2024 College Club Swimming National Championships
- April 5-7, 2024
- IU Natatorium, Indianapolis, Indiana
- Short Course Yards (25 yards), Prelims/Finals
- Meet Central (including LiveStream link)
- Qualifying Times
- Meet Program/Heat Sheets
- 2023 Results
- Psych Sheets
The 2024 College Club Swimming National Championship meet kicks off on Friday morning in Indianapolis, picking up where the Men’s NCAA Championship meet left off last week.
The meet pulls together a number of different communities within the sport, from former NCAA swimmers, to swimmers who loved the sport after high school but chose not to go the NCAA route, to swimmers coming to the sport for the first time as adults.
- Prelims Start Saturday and Sunday at 9:00 AM
- Finals Start:
- Friday @ 5:30 PM (Timed Finals)
- Saturday @ 6:00 PM
- Sunday @ 5:00 PM
The first version of this meet, called the East Coast Collegiate National Championships (ECC), was hosted by Georgia Tech in 2004 with 73 swimmers from 6 teams. The meet grew to over 2,100 athletes in 2018.
This year, 1,622 athletes from 118 teams are expected to compete.
Last year, the Purdue men won the team title by 185.5 ahead of Liberty University, while the organization’s pioneers Georgia Tech finished 3rd.
The Virginia women, just like their varsity team, won their meet by 127.5 points ahead of Michigan State, which built on the strength of swimmers orphaned by a recently-cut varsity program. Cal was 3rd.
Purdue won the combined-gender team title.

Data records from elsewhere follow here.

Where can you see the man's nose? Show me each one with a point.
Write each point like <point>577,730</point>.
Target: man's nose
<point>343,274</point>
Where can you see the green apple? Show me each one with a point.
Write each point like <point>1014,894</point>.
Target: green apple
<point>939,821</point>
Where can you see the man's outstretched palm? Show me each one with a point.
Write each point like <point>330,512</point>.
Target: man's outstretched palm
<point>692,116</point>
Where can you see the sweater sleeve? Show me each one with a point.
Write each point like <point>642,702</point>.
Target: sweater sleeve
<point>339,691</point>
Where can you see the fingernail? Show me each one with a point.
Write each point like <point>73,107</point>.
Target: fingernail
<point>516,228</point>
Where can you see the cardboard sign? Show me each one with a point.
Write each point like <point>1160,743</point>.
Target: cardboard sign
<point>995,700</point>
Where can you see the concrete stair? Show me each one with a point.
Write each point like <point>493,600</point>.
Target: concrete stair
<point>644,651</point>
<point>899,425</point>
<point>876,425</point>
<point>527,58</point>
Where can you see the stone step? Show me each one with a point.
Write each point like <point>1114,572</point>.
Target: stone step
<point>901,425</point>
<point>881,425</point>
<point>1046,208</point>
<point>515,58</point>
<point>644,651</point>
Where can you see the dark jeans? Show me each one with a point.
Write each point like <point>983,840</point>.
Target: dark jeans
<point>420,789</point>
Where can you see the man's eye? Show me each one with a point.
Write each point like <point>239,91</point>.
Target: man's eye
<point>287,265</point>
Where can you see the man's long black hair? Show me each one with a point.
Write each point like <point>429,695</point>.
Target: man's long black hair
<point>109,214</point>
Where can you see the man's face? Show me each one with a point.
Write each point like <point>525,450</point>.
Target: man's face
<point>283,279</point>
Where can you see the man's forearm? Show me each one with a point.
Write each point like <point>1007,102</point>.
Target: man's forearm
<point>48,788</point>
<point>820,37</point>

Some of the stars of last year’s meet, like 100-point scorer Travis Nitkiewicz or NJCAA National Champion Billy Cruz Zuniga, are gone this season, but some big names return as well.
That includes Virginia’s Emmet Hannam, who is the top seed in the 400 IM (4:03.76), the #2 seed in the 200 breast (2:05.74), the top seed in the 200 IM (1:54.06), and the top seed in the 200 free (1:40.79). Cal’s Joaquin Jamieson is the top seed in that 200 breast as well as the 100 breast.
Also on the men’s side, Purdue returns 25-year-old grad student Bebe Wang as the top seed in the 50 free (20.64), an evolution from his varsity career where he was the 2019 NCAA D3 National Champion in the 200 IM for Denison.
On the women’s side, 100-point scorer Kasey Venn from Michigan State won’t return for the meet this year, though she did swim a college club meet early in the season. Her sidekick Sydney Kelly will though, and holds the top seed in the 400 IM (4:45.65) by two seconds over Florida’s Olivia Votava.
Among the newcomers to the scene is Grand Canyon’s Isabella Parish. In her first year of College Club Swimming, she has demonstrated that there are multiple pathways to improvement in the sport. She is the top seed in the 100 breast (1:05.62) and 200 breast (2:23.75), but neither is a best time. She continues to compete in USA Swimming meets as well, and swam 1:05.5 and 2:21.2 at the Arizona LSC Championships in March, which she followed with best times in four long course events at the Four Corners Sectionals meet at the end of the month.
Go hoos!!!
Scores from last year are off – on the mens side Purdue had 899.5, Liberty had 577. UVA women had 730.5 and MSU women had 471
https://www.swimphone.com/meets/club_scores.cfm?smid=15398
The reason for Kasey Venn’s disappearance from the roster after the early season meet? She graduated in December
I hope we can get videos of this. This meet is a fun party with both very fast swimming and slower swimming that is just as fun. People are enjoying the sport the way we did when we were kids.
it will be streamed:
https://www.collegeclubswimming.com/page.cfm?pagetitle=2024+National+Championship%20
I know college club isn’t a super serious league in the swimming world, but this is such an underrated meet for how large it is and how fast it’s gotten in recent years. Awesome to see some press on it!!
Especially swimmers choosing to stay at their school and finish their degree when their program was cut. No easy feat to keep this up in college. Congratulations to all!
19s incoming
Thanks for highlighting this! There have been a handful of people who swam here and ended up competing at the NCAA championship, notably Blake Hanna from University of Cincinnati.